MINAT orang asing untuk menetap dan menghabiskan hari tua di
Bali semakin bertambah. Tanah dibeli atau disewa dari penduduk
dan mereka pun mendirikan puri atau rumah-rumah biasa. Terutama
di Ubud, Sanur dan Kuta. Sehingga sejak beberapa waktu lalu
beberapa orang camat menghimbau penduduk agar tidak menjual atau
menyewakan tanahnya kepada orang yang bukan warganegara
Indonesia. Karena khawatir, jangan-jangan pada suatu saat kelak
orang Bali sendiri kehabisan tanah.
Orang-orang asing menurut undang-undang tidak diperkenankan
membeli atau menyewa tanah di negara ini. "Kecuali memiliki izin
tinggal," kata seorang pejabat Agraria Provinsi Bali. Dan untuk
memenuhi syarat itu berbagai cara ditempuh. Misalnya dengan
menikahi wanita atau pria Indonesia, atau hanya dengan sekedar
meminjam nama seorang pribumi. Tanah seluas 1 ha milik Cokorda
Agung, pemilik Puri Ubud, misalnya beberapa tahun lalu dijualnya
kepada seorang Belanda yang mengatasnamakan seseorang dari
Bandung.
Kepala Kantor Agraria Kabupaten Gianyar, Ida Bagus Sudibya
membenarkan adanya orang-orang asing di balik jual beli atau
sewa menyewa tanah serupa itu. Tapi ia tak bersedia memberi
perincian jumlahnya.
Menyewa tanah adalah cara yang paling banyak ditempuh
orang-orang asing itu. Saat ini pasaran sekitar Rp 1 juta untuk
tiap hektar tanah setahun. Seorang di antara penyewa itu adalah
Nyonya Louise, seorang wanita Amerika Serikat.

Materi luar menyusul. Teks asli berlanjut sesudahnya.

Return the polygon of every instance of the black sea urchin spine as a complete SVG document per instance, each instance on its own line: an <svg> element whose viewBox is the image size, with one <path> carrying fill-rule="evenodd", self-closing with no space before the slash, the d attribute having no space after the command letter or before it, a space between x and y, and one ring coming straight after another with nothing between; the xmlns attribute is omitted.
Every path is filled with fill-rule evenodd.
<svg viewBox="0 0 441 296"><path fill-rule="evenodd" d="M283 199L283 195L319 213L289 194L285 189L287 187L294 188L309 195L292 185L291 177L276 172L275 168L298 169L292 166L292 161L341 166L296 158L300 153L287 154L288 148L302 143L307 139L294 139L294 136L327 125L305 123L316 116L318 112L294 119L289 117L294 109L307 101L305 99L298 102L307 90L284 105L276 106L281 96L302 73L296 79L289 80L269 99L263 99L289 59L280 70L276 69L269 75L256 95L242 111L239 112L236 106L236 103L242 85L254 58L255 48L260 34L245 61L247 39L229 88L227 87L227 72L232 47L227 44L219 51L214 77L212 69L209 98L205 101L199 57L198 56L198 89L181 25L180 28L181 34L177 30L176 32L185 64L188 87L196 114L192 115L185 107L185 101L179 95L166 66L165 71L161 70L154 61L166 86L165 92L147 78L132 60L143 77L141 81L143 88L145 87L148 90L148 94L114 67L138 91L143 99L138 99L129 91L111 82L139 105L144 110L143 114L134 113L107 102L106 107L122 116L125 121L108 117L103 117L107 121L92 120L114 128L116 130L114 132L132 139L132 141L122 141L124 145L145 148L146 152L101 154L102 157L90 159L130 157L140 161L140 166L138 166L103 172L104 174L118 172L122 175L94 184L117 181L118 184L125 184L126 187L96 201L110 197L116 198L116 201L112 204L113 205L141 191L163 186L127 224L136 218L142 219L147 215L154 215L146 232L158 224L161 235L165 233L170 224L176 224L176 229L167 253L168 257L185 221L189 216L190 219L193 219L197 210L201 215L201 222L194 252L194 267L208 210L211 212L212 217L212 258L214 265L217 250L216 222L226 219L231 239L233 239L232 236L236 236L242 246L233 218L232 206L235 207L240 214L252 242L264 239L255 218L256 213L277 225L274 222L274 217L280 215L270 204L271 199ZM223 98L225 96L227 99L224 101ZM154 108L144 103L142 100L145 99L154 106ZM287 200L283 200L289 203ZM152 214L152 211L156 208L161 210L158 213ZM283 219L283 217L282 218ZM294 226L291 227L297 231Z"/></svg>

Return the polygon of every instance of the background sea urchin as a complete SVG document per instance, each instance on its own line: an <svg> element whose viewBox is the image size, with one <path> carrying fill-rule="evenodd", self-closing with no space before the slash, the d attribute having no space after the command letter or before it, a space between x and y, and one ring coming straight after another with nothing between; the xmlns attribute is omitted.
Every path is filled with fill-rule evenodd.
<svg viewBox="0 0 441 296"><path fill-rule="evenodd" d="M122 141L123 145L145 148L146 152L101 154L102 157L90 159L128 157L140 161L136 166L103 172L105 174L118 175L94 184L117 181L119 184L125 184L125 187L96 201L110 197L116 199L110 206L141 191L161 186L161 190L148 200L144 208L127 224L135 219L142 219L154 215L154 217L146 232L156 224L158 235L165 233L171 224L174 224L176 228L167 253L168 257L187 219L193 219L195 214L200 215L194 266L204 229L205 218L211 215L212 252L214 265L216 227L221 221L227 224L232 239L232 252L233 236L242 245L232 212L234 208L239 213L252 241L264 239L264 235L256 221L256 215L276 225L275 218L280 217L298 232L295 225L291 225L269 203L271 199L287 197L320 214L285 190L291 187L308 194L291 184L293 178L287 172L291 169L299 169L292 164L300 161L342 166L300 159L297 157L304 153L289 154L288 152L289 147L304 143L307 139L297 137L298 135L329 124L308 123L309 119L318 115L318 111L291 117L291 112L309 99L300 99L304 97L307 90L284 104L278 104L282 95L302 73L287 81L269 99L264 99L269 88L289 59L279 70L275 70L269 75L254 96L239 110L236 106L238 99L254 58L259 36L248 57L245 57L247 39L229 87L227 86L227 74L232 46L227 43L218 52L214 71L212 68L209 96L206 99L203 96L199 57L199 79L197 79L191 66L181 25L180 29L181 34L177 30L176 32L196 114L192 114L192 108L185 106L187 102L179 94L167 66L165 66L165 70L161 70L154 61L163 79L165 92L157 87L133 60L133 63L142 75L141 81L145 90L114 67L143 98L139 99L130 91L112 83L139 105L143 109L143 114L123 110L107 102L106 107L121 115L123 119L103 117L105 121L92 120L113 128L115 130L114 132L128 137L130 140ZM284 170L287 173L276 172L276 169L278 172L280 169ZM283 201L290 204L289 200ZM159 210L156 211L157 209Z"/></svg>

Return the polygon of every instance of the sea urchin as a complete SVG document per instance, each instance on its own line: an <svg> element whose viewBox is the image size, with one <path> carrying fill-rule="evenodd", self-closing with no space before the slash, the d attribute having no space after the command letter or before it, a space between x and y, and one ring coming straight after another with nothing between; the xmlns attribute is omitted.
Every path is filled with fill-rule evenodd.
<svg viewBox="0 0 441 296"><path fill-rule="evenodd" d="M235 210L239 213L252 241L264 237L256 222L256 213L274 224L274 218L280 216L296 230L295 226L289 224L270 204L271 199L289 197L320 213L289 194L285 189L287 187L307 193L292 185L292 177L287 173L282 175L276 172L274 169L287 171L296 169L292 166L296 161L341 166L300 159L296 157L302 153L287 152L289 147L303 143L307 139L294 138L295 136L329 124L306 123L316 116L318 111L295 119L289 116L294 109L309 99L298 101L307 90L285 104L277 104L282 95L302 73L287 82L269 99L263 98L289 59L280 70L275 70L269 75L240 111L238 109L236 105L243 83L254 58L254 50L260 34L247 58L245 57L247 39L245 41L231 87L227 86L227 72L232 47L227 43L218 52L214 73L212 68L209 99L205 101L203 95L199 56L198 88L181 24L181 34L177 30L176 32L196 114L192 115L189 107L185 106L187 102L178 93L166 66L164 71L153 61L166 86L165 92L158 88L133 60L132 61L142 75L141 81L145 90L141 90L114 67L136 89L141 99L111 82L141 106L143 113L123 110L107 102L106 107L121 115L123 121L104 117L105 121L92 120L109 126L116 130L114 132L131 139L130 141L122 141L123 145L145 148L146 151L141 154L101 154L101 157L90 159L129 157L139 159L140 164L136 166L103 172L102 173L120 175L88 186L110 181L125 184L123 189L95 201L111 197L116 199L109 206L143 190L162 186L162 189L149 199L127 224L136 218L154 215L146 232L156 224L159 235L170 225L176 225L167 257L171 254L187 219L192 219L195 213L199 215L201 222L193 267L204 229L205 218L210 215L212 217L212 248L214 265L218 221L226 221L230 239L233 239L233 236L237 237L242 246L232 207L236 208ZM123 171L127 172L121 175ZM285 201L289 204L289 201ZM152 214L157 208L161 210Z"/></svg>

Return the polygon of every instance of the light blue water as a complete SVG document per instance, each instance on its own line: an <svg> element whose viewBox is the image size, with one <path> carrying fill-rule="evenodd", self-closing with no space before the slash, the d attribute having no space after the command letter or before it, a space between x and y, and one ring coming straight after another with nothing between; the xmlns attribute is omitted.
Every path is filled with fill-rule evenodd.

Nyonya itu begitu tertarik pada keindahan Bali. Sehingga pada
1973 ia memutuskan untuk menetap sambil memilih bercerai dari
suaminya. Untuk dapat mengontrak tanah ia melamar Nyoman Oka,
seorang pemandu wisata yang sudah dikenalnya, sebagai suami.
Nyoman menolak. Tapi ketika sang nyonya bertemu dengan Djodi
Setiawan, seorang pengusaha di Jakarta, lakilaki ini bersedia
meminjamkan namanya untuk urusan kontrak tanah itu. Syaratnya:
ia akan dijodohkan dengan seorang putri Louise yang waktu itu
masih ada di AS.
Djodi lantas mengadakan perjanjian mengontrak tanah dengan I
Wayan Munut, seorang pelukis yang bertindak atasnamakan para
pemilik tanah di Banjar Penestanan Klod, Desa Kedewatan, Ubud.
Dengan luas hampir 1 ha, tanah itu disewa Rp 800.000 untuk
jangka waktu 25 tahun (1973 - 1997). Tahun itu juga berdiri Puri
Maerakaca yang memiliki 18 kamar dan 7 bungalow.
Tapi akhir Februari lalu Nyonya Louise (56 tahun) yang kini
menjadi Nyonya Subur Rahardja, seorang guru silat terkenal di
Bogor, memasang iklan di Harian Asian Wall Street Journal yang
terbit di Hongkong. Puri Maerakaca hendak dijual dengan harga
US$435 ribu, atau Rp 270 juta lebih. Mengapa? "Jarang kami
pakai," jawab Subur Rahardja pada TEMPO di Bogor, "apalagi
karena pemeliharaannya rata-rata Rp 300 ribu tiap bulan."
Puri yang dilengkapi bale gede (pentas) untuk 100 penonton itu
selama ini memang lebih banyak sepi, karena tidak disewakan
untuk umum. "Paling-paling hanya kenalan pemiliknya," tutur
Alimin, pengelolanya.
Mendengar puri itu akan dijual, Wayan Munut repot. "Sebab kalau
jadi dijual, pembelinya bakal repot," katanya kepada TEMPO di
Bali. Djodi Setiawan yang ternyata urung jadi menantu Nyonya
Louise, ketika dihubungi Munut soal rencana penjualan puri itu,
tampaknya tak begitu peduli. "Terserah anda mengurusnya," jawab
Djodi seperti dikutip Wayan Munut. Nyonya Louise sendiri ketika
dihubungi tak bersedia menjelaskan apakah puri itu akan dijual
berikut tanahnya. Yang pasti, "antara saya dengan Djodi tak ada
konflik apa-apa," katanya. Ia juga tak bersedia mengungkapkan,
mengapa Djodi urung jadi menantunya.